Honoré Daumier 034.jpg1

Come conseguenza del taylorismo le attività lavorative si semplificano e si riducono a semplice dispendio di forza lavoro, di muscoli e cervello. I lavoratori, dice Braverman (Lavoro e capitale monopolistico), diventano intercambiabili. Spariscono le specializzazioni, i lavori si degradano, si appiattiscono, le mansioni si uniformano. Passare da un lavoro ad un altro diventa sempre più facile. È richiesto un periodo brevissimo (addirittura, qualche giorno o qualche settimana) di addestramento o formazione. Si tratta di una conseguenza della divisione del lavoro e della parcellizzazione. I lavoratori diventano tutti uguali, si uniformano in una classe. Nella società i lavoratori sono niente, mentre il capitale è tutto.

Che cos’è il lavoro nel capitalismo? È niente.

La forza costituente della classe lavoratrice si esprime in questa deprivazione: il lavoro è lavoro depauperato, lavoro povero, dequalificato, unskilled.

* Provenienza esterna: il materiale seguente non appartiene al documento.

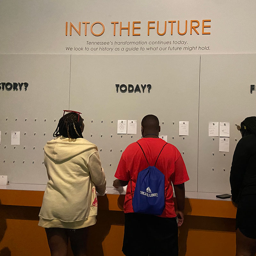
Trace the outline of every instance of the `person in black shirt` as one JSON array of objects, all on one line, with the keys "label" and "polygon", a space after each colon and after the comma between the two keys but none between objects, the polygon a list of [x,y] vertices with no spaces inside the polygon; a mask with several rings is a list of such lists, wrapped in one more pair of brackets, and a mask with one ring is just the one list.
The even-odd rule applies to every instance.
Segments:
[{"label": "person in black shirt", "polygon": [[242,138],[233,156],[230,181],[232,201],[237,206],[236,256],[256,253],[256,116],[237,126]]}]

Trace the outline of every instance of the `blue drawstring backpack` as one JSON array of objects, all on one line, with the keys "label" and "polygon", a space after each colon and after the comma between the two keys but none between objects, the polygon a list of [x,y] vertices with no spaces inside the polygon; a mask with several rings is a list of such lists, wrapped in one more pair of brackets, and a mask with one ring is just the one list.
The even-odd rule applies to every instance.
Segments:
[{"label": "blue drawstring backpack", "polygon": [[156,167],[156,165],[159,156],[166,143],[163,147],[154,166],[150,166],[142,148],[148,167],[138,174],[136,185],[132,196],[132,180],[131,191],[132,207],[134,212],[139,212],[154,215],[161,215],[164,208],[164,175]]}]

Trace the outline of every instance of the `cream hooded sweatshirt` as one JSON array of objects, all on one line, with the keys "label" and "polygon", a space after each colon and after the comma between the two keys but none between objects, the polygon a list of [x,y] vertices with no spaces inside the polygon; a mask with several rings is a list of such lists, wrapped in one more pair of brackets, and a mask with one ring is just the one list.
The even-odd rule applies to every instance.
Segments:
[{"label": "cream hooded sweatshirt", "polygon": [[47,141],[44,164],[49,180],[39,213],[44,228],[80,228],[96,222],[96,191],[106,189],[97,146],[62,136]]}]

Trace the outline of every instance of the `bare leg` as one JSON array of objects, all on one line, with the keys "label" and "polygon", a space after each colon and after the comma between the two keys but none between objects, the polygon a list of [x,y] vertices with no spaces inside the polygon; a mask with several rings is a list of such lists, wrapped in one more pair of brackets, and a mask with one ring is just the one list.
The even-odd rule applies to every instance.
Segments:
[{"label": "bare leg", "polygon": [[51,256],[67,256],[68,237],[65,228],[45,228]]},{"label": "bare leg", "polygon": [[84,228],[68,231],[71,248],[74,256],[86,256],[86,242],[88,228]]},{"label": "bare leg", "polygon": [[236,229],[236,256],[254,256],[256,253],[256,239],[245,236],[239,228]]}]

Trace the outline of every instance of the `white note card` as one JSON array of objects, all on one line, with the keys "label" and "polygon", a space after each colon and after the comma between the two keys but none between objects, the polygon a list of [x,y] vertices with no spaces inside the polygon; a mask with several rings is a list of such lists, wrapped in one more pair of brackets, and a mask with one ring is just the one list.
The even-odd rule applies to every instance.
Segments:
[{"label": "white note card", "polygon": [[220,137],[229,137],[229,123],[220,122]]},{"label": "white note card", "polygon": [[219,137],[219,122],[209,122],[209,136]]},{"label": "white note card", "polygon": [[188,121],[180,121],[179,129],[179,135],[180,136],[188,135]]},{"label": "white note card", "polygon": [[163,140],[167,142],[167,135],[159,135],[158,136],[160,139]]},{"label": "white note card", "polygon": [[137,134],[137,120],[128,120],[127,124],[127,134]]},{"label": "white note card", "polygon": [[11,145],[20,145],[20,132],[16,131],[12,131],[11,132]]},{"label": "white note card", "polygon": [[127,120],[117,120],[117,134],[126,134]]},{"label": "white note card", "polygon": [[228,137],[220,138],[219,151],[220,152],[229,152],[229,138]]}]

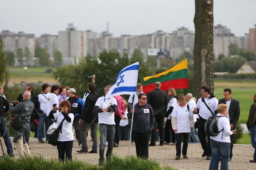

Come si arriva a questa spoliazione?

Perseguendo due obiettivi: l’efficienza e il controllo della mansione. In verità l’obiettivo è uno, l’efficienza. Il controllo della mansione è subordinato all’efficienza. Essa viene perfezionata da Taylor.

 

2

Il taylorismo spacchetta un processo in singole funzione e le standardizza. La funzione diventa ripetibile. Gli elementi della prestazione e le materie su cui si applica devono rimane costanti, così come deve rimanere costante la procedura. Lo scopo principale della misurazione è la ripetizione. Nella fabbrica di spilli il processo è diviso in modo da rendere le operazioni standardizzabili e facilmente ripetibili. L’efficienza è una conseguenza diretta della ripetibilità. Più la funzione è semplice, più diventa facile ripeterla. In ogni caso bisogna seguire degli standard.

Se si decide di scomporre la produzione di una vite con dado e affidare a due squadre diverse la produzione della vite e del dado, bisogna essere certi che tutte le viti abbiano lo stesso passo di filettatura, lo stesso profilo e la stessa direzione di filetto – idem per i dadi. Tutti i filetti devono essere identici tra loro, e lo stesso vale per i dadi. Un artigiano avrebbe potuto produrre con profitto tante vite + dadi differenti per filetto e passo. In una produzione parcellizzata non ci si può permettere questo lusso. Ogni dado e ogni vite devono essere perfettamente identici agli altri, e le due serie devono essere compatibili.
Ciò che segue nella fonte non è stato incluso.